La reciente agresión al abogado Humberto Abando a la salida de la Fiscalía de la Nación nos conmina a una profunda reflexión sobre el estado de violencia que vive nuestro país. Según, Ipsos (2023), el 75% de la población percibe un aumento de esta en los últimos años. Este hecho, lejos de ser aislado, se enmarca en un contexto complejo donde la instrumentalización de la violencia por parte de grupos radicales emerge como un factor preocupante.

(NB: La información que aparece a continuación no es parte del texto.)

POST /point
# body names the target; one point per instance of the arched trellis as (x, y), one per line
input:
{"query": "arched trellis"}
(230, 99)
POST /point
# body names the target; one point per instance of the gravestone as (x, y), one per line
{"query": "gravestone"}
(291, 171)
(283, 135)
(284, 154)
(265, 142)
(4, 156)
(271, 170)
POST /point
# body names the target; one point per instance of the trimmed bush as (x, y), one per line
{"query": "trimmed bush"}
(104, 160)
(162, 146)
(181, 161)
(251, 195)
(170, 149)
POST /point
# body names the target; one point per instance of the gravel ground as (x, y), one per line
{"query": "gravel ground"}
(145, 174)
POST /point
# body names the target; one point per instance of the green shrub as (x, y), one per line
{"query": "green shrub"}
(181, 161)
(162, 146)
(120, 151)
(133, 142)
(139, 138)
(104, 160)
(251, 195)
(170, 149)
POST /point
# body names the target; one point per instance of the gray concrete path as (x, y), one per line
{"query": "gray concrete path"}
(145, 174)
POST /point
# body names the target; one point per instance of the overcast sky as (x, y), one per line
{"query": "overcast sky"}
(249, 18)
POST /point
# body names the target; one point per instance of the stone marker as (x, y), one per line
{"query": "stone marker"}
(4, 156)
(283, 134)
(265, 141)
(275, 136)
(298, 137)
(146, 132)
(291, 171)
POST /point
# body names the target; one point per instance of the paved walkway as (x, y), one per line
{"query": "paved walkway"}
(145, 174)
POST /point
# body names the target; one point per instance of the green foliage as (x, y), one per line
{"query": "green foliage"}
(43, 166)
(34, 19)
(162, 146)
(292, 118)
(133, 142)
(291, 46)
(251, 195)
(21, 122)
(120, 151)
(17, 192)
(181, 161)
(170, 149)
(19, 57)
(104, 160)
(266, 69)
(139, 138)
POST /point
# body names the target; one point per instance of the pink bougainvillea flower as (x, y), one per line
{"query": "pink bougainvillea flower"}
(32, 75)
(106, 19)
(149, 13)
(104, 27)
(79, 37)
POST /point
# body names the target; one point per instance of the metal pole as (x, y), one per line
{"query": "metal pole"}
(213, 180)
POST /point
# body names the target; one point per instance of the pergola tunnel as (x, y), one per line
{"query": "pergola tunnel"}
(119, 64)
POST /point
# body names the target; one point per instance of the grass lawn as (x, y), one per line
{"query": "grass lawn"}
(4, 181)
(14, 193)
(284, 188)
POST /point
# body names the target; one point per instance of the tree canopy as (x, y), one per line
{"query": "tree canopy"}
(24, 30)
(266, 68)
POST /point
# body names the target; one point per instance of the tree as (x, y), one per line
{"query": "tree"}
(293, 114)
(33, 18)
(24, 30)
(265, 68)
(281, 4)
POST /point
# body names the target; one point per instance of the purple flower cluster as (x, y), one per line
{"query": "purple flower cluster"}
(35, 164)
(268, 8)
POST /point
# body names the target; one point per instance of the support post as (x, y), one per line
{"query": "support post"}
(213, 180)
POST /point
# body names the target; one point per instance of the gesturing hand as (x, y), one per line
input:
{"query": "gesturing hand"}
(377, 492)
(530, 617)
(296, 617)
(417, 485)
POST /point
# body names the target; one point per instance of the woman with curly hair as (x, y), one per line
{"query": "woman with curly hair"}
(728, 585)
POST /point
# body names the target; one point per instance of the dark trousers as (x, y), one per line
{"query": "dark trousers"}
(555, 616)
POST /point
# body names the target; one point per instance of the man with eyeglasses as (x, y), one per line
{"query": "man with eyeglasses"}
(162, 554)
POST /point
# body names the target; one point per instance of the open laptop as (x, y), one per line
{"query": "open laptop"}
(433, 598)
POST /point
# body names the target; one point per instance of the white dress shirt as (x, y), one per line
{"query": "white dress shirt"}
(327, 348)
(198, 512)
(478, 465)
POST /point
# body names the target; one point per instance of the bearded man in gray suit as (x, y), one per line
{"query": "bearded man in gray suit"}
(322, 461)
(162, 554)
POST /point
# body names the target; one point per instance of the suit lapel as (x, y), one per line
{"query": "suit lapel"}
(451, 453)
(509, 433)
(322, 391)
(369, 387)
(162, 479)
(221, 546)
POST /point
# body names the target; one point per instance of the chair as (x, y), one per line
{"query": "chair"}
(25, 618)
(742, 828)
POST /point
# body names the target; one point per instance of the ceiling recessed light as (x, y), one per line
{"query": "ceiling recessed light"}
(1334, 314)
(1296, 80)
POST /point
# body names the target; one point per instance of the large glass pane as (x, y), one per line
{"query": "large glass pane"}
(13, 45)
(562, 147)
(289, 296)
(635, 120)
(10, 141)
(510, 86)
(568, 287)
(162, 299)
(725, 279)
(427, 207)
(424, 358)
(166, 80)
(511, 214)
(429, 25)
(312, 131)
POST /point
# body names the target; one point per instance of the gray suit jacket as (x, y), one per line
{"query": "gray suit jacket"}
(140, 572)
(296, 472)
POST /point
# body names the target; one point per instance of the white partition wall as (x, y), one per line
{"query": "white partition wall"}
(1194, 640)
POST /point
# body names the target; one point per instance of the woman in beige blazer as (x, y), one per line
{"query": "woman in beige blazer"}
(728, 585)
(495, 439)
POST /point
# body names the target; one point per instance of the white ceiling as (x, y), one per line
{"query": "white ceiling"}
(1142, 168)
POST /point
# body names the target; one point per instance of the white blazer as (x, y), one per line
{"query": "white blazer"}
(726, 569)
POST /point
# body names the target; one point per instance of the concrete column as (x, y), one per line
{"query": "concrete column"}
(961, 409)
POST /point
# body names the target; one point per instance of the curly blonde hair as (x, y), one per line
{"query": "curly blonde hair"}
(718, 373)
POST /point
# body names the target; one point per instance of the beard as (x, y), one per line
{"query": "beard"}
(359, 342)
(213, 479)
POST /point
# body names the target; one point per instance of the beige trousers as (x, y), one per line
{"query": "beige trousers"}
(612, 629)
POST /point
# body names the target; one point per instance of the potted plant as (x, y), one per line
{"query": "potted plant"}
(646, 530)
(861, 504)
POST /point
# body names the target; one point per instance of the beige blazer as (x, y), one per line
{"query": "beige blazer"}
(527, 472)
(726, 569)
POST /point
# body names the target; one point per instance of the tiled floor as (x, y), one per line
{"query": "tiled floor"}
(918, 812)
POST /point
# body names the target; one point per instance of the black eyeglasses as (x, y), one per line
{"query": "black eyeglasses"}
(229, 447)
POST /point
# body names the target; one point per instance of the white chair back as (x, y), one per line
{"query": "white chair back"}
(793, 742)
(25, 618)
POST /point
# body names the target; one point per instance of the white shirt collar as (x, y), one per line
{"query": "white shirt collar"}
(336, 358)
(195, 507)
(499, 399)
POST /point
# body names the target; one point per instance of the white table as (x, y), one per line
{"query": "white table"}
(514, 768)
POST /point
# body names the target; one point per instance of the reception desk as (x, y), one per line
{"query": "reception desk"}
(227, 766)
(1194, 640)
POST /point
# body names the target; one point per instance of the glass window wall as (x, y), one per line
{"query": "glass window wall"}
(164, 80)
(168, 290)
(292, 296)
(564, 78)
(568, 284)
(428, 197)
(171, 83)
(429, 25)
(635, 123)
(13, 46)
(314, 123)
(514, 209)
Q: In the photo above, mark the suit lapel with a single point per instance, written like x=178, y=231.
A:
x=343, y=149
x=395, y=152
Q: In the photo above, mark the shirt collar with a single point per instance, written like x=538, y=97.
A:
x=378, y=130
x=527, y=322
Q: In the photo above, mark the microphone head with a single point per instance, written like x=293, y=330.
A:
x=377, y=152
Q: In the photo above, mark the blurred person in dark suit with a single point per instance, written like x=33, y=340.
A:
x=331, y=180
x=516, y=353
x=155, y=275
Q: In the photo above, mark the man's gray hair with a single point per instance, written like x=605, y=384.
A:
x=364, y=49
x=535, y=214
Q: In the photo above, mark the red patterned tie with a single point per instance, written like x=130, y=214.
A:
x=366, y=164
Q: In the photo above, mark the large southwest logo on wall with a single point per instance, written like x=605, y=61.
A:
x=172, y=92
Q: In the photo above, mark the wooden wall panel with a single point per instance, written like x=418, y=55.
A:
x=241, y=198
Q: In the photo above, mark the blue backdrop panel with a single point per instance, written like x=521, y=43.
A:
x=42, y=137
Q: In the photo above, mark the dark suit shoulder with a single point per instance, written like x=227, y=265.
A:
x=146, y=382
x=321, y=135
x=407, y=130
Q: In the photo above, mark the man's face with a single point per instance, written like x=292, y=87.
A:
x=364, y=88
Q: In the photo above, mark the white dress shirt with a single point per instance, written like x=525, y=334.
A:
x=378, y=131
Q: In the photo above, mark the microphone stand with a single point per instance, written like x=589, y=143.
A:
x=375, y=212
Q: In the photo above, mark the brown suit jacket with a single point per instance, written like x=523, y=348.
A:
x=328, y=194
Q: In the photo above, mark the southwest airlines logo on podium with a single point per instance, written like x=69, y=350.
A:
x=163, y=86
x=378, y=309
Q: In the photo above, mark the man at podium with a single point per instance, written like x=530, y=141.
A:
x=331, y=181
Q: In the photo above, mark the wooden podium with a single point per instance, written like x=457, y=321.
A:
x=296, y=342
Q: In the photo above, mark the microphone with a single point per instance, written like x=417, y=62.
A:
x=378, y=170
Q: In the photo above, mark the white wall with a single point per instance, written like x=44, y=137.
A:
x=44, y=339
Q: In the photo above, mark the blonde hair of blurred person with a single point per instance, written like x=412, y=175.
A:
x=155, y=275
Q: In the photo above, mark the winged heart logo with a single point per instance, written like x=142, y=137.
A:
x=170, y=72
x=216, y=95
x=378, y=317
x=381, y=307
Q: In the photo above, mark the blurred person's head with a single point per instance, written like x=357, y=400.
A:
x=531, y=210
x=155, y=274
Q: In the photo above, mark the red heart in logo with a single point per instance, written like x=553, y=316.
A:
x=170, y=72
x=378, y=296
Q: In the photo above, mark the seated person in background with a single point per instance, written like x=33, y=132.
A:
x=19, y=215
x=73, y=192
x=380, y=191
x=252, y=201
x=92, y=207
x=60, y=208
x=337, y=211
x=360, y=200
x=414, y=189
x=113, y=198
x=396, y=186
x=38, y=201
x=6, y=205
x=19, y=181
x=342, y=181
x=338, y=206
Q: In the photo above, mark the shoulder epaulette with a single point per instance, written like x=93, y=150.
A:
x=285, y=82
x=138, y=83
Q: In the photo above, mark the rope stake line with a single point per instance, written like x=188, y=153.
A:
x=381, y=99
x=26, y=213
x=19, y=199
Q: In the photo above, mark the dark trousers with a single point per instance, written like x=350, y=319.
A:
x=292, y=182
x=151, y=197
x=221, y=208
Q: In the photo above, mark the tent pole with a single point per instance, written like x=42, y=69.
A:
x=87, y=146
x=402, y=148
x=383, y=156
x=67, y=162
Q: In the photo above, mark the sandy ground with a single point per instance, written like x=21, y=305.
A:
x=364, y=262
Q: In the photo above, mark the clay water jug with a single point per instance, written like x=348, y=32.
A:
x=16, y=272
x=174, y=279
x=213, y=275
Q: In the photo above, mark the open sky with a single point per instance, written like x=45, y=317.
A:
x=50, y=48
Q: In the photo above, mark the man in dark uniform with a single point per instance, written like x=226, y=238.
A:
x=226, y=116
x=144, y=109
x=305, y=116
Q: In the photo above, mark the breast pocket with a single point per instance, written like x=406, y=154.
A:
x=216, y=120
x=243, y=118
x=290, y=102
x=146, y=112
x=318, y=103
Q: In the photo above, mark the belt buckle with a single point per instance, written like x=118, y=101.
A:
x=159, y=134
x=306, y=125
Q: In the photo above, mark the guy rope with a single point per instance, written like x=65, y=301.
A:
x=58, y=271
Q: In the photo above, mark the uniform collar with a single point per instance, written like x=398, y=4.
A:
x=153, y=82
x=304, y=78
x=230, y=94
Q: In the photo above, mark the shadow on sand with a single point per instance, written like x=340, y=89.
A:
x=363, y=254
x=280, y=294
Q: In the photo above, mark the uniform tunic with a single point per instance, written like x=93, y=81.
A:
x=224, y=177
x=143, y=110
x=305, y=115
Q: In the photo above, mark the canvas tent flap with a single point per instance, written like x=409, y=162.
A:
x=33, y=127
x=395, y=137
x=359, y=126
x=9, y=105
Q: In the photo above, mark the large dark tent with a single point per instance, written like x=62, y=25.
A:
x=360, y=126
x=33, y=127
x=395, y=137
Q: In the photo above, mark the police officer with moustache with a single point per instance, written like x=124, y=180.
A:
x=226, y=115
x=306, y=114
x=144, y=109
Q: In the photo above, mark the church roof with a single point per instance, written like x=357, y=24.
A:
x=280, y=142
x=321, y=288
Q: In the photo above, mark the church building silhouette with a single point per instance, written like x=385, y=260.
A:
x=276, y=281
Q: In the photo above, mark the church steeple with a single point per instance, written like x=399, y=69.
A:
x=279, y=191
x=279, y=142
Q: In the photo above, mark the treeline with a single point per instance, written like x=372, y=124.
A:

El rótulo de “indignación ciudadana” acuñado por la prensa para aquellos que agreden a figuras públicas otorga a estos actos un halo de impunidad y heroísmo popular. No olvidemos los ataques similares contra el almirante Tubino, Luis Alva Castro, el congresista Burga entre otros. Estos hechos no son meras coincidencias, sino que forman parte de una cultura de violencia que se ha infiltrado en la esfera política. No se trata de ciudadanos espontáneos movidos por la “indignación”, sino de sectores extremistas, principalmente del caviarismo, el progrefascismo y la ultraizquierda, que encuentran en el salvajismo su herramienta predilecta para dirimir sus diferencias ideológicas.

La permisividad de la prensa frente a estos actos y la falta de sanciones ejemplares para los agresores contribuyen a la normalización de la violencia y generan un clima de impunidad. La historia nos ha demostrado, con dolor y amargura, las nefastas consecuencias de la violencia trasladada a la actividad pública. Si no se toman medidas drásticas para detenerla, corremos el riesgo de revivir episodios trágicos como el asesinato de autoridades o políticos en nombre de una falsa “indignación ciudadana”. Evitemos ingresar a un terreno peligroso del que, quizás, no tengamos retorno.